Zulip Chat Archive
Stream: new members
Topic: Latest getting-started info
Martin C. Martin (Jul 21 2021 at 16:24):
Hi! I'm a software engineer with a math background looking to perhaps contribute to mathlib.
Is the Lean Reference Manual the most up-to-date reference in getting started with Lean?
For someone with experience in both VSCode and Emacs, which environment is best for Lean?
For new contributors, where do you suggest we start to contribute? For example, mathlib 3 or 4? Which area of undergrad math is most in need of contributions in mathlib?
Bryan Gin-ge Chen (Jul 21 2021 at 16:26):
The Lean reference manual you linked is a bit out of date. We recommend the resources on our "Learning" page.
The recommended instructions for setting up Lean 3 are here: #install.
Anne Baanen (Jul 21 2021 at 16:26):
Welcome! The reference manual is sadly very outdated. The Lean community website has a list of up-to-date resources: https://leanprover-community.github.io/learn.html
For a software engineering background, I would recommend #tpil and #hglv
Kevin Buzzard (Jul 21 2021 at 16:26):
The community's website, with tons of resources, is here: https://leanprover-community.github.io/
The Lean reference manual is a fairly formal description of Lean 3. If you actually want to learn how to use it, try #tpil which is written to teach. I would strongly recommend VS Code over emacs simply because there are more tools available (and I had 25 years of emacs experience and 0 VS Code experience when I started).
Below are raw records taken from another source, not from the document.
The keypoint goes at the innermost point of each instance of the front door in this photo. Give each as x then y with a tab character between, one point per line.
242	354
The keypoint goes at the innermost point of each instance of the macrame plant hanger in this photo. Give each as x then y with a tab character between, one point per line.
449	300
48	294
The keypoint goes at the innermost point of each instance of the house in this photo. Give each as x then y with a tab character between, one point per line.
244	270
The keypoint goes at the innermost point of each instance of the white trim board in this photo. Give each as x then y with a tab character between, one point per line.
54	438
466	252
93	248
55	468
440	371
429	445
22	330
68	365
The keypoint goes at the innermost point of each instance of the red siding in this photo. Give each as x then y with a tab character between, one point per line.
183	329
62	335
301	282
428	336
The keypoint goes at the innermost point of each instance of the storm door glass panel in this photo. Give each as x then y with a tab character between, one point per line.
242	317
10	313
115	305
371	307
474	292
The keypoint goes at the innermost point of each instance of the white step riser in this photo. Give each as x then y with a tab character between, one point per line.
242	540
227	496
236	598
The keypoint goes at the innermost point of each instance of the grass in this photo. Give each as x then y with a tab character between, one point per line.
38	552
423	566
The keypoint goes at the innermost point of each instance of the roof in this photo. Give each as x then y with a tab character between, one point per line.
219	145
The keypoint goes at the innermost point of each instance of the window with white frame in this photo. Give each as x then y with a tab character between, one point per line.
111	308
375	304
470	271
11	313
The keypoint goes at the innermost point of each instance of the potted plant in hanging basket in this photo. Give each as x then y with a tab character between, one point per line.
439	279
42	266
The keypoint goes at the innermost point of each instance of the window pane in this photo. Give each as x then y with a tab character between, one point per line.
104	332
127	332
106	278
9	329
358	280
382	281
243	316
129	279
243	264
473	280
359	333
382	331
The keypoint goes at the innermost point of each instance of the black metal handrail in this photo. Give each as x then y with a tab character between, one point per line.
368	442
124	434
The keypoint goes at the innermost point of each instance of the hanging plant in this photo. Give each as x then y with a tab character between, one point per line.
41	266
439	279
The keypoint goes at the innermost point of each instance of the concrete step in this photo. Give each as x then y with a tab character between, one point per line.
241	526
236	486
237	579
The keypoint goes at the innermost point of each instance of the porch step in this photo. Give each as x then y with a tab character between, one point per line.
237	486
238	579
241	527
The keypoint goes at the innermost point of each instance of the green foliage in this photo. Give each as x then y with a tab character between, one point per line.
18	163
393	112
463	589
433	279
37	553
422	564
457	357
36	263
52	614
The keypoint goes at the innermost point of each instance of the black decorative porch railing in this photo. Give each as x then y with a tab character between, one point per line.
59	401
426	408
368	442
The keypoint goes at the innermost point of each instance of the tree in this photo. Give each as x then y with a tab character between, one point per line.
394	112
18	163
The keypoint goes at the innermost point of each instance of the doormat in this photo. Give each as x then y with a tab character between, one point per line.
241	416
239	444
Patrick Massot (Jul 21 2021 at 16:26):
A lot of answers are waiting for you at https://leanprover-community.github.io/
Kevin Buzzard (Jul 21 2021 at 16:27):
There is no mathlib4 yet. mathlib3 := mathlib is huge, and you can see what's missing on this page.
Patrick Massot (Jul 21 2021 at 16:27):
Four answers in the same minute, is that our record?